Is there really no way to get around the webview2 installer? Why not package it in your app bundle somehow instead of installing it as an external dependency?
> Is there really no way to get around the webview2 installer?
WebView2 supports both the auto-updating "Evergreen" version and a fixed version[1]:
In the Fixed Version distribution mode, you control the timing of updates to the WebView2 Runtime for your app. You download a specific version of the WebView2 Runtime and then package it with your WebView2 app. The WebView2 Runtime on the client isn't automatically updated.
For me personally, I was trying to avoid bundling an entire browser runtime, so I viewed that approach (bundling WebView2's runtime instead of downloading on demand, only if needed) as no better than using Electron. At the time, that also wouldn't have solved my "Linux support" problem, but the blog post author is using webivew (which uses WebKitGTK on Linux), so that might not be relevant to them either. At which point I have nothing relevant to say!
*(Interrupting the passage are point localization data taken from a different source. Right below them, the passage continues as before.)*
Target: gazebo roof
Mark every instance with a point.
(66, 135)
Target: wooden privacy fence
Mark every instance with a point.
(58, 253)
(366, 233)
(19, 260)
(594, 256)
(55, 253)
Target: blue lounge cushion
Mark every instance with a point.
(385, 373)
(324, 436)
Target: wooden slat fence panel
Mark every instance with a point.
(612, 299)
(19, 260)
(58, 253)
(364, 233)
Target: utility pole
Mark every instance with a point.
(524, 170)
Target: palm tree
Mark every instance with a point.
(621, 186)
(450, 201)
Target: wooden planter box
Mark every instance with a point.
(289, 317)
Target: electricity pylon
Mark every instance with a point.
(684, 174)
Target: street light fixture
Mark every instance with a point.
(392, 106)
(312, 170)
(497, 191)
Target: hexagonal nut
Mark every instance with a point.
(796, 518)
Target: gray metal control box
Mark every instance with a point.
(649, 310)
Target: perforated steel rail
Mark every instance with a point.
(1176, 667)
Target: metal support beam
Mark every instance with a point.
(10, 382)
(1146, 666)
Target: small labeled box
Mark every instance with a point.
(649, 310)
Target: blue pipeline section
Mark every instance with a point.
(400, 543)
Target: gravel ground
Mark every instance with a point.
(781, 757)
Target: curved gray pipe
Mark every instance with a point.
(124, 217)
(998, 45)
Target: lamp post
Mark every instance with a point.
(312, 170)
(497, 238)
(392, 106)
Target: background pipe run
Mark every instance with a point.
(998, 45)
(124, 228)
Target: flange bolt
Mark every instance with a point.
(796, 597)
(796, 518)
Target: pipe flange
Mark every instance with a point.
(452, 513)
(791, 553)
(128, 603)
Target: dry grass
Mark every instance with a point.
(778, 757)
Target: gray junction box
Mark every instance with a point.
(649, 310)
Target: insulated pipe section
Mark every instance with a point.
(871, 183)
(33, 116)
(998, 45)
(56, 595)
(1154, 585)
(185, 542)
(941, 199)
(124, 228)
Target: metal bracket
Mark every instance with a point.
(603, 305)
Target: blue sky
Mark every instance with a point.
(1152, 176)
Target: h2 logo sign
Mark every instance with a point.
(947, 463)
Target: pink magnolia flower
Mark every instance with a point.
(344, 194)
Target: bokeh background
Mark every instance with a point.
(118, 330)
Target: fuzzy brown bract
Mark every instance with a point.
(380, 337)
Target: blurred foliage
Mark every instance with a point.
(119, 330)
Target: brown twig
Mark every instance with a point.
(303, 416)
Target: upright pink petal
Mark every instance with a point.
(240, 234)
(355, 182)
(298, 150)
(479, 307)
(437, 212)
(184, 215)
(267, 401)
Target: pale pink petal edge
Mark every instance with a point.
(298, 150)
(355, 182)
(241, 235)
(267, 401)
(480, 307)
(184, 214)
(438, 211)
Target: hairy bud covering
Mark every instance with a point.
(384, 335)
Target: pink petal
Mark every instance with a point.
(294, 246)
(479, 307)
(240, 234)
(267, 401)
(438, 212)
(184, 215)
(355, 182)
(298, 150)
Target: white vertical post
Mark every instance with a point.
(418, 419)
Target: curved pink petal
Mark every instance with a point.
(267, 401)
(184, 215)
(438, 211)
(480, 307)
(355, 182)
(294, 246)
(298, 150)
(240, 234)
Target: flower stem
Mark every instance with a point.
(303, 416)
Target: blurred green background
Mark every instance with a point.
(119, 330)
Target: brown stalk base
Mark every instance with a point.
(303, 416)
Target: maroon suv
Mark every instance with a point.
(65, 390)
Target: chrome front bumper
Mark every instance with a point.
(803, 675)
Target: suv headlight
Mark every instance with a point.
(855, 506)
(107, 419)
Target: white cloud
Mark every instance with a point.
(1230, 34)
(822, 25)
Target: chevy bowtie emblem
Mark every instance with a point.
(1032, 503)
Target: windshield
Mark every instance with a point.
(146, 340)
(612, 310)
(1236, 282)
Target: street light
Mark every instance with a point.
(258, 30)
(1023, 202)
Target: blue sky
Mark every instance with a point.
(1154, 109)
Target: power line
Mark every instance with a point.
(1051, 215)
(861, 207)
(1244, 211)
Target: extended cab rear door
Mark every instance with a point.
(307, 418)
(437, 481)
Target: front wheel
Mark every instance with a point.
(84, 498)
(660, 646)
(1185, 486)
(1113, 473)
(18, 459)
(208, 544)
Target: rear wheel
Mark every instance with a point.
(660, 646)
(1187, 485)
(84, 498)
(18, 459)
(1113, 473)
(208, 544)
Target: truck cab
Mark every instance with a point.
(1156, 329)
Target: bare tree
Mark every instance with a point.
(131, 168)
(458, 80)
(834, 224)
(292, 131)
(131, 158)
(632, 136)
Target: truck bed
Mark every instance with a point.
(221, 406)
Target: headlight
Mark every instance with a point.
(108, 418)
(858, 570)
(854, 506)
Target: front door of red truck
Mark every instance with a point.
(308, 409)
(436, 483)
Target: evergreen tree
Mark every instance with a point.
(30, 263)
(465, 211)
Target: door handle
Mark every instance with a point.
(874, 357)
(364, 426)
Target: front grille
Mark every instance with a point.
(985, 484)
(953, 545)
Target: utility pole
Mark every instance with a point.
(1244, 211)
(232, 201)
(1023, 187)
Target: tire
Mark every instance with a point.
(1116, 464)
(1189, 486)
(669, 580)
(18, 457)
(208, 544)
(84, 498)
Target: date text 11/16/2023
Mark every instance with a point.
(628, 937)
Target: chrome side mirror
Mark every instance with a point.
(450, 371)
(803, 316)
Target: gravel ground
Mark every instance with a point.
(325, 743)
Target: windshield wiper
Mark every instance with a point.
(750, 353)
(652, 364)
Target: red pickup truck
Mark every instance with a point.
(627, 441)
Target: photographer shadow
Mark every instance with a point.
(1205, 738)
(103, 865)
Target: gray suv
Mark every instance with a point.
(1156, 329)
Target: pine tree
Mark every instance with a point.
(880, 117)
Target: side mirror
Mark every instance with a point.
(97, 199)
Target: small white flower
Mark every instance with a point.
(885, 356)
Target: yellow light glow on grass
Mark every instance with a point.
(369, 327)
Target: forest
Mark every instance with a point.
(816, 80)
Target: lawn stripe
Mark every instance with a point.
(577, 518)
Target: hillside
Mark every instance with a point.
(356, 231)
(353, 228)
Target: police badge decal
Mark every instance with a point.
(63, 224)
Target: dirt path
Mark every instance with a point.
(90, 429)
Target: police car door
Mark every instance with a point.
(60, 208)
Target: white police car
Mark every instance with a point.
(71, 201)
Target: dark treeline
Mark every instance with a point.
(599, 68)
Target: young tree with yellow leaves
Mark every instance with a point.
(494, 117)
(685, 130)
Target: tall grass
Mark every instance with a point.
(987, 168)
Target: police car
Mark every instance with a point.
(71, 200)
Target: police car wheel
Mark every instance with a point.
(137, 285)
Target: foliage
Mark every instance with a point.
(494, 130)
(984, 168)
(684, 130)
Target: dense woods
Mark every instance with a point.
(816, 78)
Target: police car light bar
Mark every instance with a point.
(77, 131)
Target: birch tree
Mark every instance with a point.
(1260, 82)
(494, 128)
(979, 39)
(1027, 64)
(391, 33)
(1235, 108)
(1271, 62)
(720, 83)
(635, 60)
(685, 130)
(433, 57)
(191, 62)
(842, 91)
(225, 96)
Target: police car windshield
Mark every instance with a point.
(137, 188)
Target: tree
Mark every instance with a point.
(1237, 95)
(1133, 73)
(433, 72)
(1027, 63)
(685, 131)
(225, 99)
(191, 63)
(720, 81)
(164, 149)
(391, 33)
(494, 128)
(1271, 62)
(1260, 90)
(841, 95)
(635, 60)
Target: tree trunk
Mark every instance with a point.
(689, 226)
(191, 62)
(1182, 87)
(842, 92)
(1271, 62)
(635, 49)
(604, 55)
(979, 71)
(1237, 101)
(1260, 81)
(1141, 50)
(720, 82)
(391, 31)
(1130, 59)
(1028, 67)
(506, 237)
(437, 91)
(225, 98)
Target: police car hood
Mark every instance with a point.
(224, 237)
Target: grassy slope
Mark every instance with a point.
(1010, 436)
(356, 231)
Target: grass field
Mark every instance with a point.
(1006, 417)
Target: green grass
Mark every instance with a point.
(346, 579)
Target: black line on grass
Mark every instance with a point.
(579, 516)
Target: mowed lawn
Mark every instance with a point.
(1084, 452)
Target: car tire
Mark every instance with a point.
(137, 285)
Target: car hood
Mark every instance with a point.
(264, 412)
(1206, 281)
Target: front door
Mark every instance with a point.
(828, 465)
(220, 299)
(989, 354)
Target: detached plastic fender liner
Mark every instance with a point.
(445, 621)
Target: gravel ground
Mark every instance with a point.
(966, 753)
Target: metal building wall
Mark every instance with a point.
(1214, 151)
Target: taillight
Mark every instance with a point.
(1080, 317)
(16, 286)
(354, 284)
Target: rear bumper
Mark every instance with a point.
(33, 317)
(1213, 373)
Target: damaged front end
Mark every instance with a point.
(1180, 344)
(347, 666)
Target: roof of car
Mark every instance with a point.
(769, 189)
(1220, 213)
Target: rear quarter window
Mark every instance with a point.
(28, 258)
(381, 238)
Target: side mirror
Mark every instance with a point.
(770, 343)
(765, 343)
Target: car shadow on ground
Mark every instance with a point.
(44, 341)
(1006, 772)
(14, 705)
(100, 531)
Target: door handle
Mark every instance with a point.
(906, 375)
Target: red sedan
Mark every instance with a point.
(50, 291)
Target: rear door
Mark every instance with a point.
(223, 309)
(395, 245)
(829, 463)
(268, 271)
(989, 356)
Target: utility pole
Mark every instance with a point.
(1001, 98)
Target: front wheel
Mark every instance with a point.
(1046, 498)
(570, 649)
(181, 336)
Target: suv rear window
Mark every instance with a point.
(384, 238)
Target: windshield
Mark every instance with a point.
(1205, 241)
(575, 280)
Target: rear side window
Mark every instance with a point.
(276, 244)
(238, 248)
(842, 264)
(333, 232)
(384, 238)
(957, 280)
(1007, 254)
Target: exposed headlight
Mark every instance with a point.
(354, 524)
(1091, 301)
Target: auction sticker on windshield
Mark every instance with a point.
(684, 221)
I made an attempt at using WebKitGTK on Linux to build a WebGL game a couple of years ago. I was basing it on some existing code that I had already done a ton of work with to optimize and make cross-browser compatible. Had basically 99% feature parity between Chrome and Firefox.
Lack of standards support in WebKit made it painful to use and even meant losing major features like VR support. WebKit and WebKitGTK were both extremely unstable in their own ways. And I never could figure out a decent debugging scenario setup.